A beautiful work of art by the well-known ceramist Pieter Groeneveldt for the Modernist and/or Brutalist collectors out there. His quote "For me, the richness of simplicity is the greatest asset" appears as the most apt summary for the source of his creative inspiration.
The red terracotta clay form of this Chimney vase is deceptively simple because the depth is all hidden in the glaze. The base glaze is a deep seaweed / sage green, deep enough that at first glance, it would appear to be a dark granite, layered over the darker glaze is the pale green lava foam, thick and sumptuous in texture and varying in hues with light sgraffito to reveal the layer beneath.
This piece would suit a Minimalist, Contemporary or even Industrial decor themed room.
Excellent, with a few movement marks on the base, please refer to photos as part of condition report. The base of the vase is inscribed with the numbers '152' and 'Holland'
c. 3.8" / 9.5 cm x c. 6" / 15 cm wide x c. 4.9" / 12 cm in depth.

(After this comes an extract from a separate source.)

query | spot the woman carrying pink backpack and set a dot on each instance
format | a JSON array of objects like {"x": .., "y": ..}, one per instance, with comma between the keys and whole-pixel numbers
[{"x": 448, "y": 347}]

Rim: c. 1.5" / 4 cm x c. 1" / 2.5 cm
Unpackaged weight: c. 0.9 kg / 850 g
Vase will be securely packaged and shipping will be insured.
Shipping will be combined for multiple items.
A BIT OF HISTORY
Born 1889, Groeneveldt was a Dutch artist and ceramist who was active during the greater part of the 20th century. After finishing the Arts State School in Amsterdam around 1914, the young Groeneveldt developed a broad range of skills including painting and sculpting. However, ceramics attracted his attention the most and it is through ceramic that Groeneveldt famous. Many ceramists of the time were part of a modern art movement which abandoned figurative designs and decoration and instead brought forth strong emotive effects created by glazes in various colours and textures.
Much of his earlier work shows very subtle variations in colour caused by different layers of glaze put over one another. His later work often shows the travertijn (travertin) effect: a roughened surface wiped with a dark glaze, creating a stony, wood-like travertin-effect and this style was introduced in the Netherlands by Groeneveldt during the 1960s. However, cheap, mass-produced pottery from Western Germany and other countries flushed the market in the 1960s and in 1972, after a drawn-out struggle, Groeneveldt's Voorschoten workshop succumbed to financial difficulties. However, Groeneveldt remained artistically active until the very end of his life, continuing to produce ceramic works at home. Groeneveldt died in 1982, at the age of 93.